Tak terjadi apa-apa setelahnya. Satu detik... dua detik... tiga detik. Aku hanya bisa pasrah, karena perlawananku barusan terbukti sia-sia belaka. Seolah aku hanyalah lalat kecil yang siap dipitingnya kapan saja dengan karet gelang. Harus kuakui, aku terlalu takut sekarang.

"Tenang, aku tak akan menyakitimu. Percayalah, di sini, aku hanya korban." Bisikan itu kecil saja, tapi cukup untuk kudengar. Kulit leherku bahkan merasakan hawa nafasnya yang hangat. Aroma mint dari bisikannya menjalar ke hidungku, mengalir, dan bergerilya menuju otak. Membuatku merasakan sensasi aneh. Baru kusadari, tangannya dibahuku melonggar bersamaan dengan bisikan barusan. Apa yang terjadi padaku? Aku menjadi sandera seorang lelaki asing, dengan mata pisau yang hampir menyapa wajahku, dan aku malah merasakan... -Kenyamanan.
Ah, otakku terlalu kacau untuk berpikir.

🔪🔪🔪

Mereka semua mengarahkan pistol padaku. Tidak. Tidak mungkin begini endingnya. Aku bukan pelakunya. Aku hanya berada di waktu yang tidak tepat.

Tapi, sepertinya polisi ini tak akan mau berkompromi. Semua bukti seolah menuju pada satu orang. Dan itu, aku. "Berpikirlah boi, berpikir!" Otakku memaki dengan liar.

Entah dorongan energi dari mana, seperti kecepatan cahaya, tiba-tiba perempuan ini berada dalam rangkulanku. Lebih tepatnya, dalam cengkeramanku. "DIAM!! Jangan ada yang bergerak!" Adrenalin mengambil kendali tubuhku.
Perempuan ini menggigil, aku bisa merasakan ketakutannya. Kenapa aku jadi benar-benar seperti orang jahat? Tuhan, bantu aku. Ini bukan aku.

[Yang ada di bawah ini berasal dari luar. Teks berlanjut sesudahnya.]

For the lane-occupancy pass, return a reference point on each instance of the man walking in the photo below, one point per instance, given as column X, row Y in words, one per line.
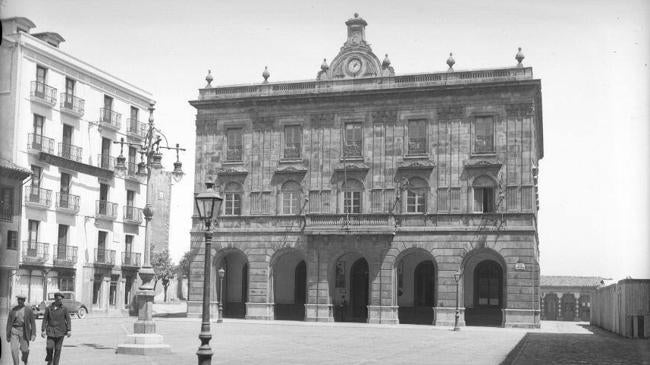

Polisi-polisi ini nampak tak bergeming, tak ada isyarat mereka akan mundur. Baiklah, sepertinya tak ada pilihan.
"Biarkan aku pergi, dan dia akan hidup!" Cengkeramanku mengencang bersamaan dengan pisau yang kuarahkan tepat ke matanya. Aku bisa mencium aroma mawar merebak lembut dari rambut perempuan ini. Jika saja situasinya lain, tentu aku bisa berkenalan dengan lebih layak.
Ah, lupakan! Tak ada waktu.

Tapi hei, dia terdiam. Dari ujung mata pisau ini, pantulan wajahknya terlihat lumayan jelas. Perempuan ini menangis. Satu bulir air mengalir di pipinya, dan jatuh tepat di lenganku yang melingkari lehernya dengan kasar. Tetesan bulir itu terasa hangat. Aku tak tega Tuhan, aku belum pernah seegois ini sebelumnya.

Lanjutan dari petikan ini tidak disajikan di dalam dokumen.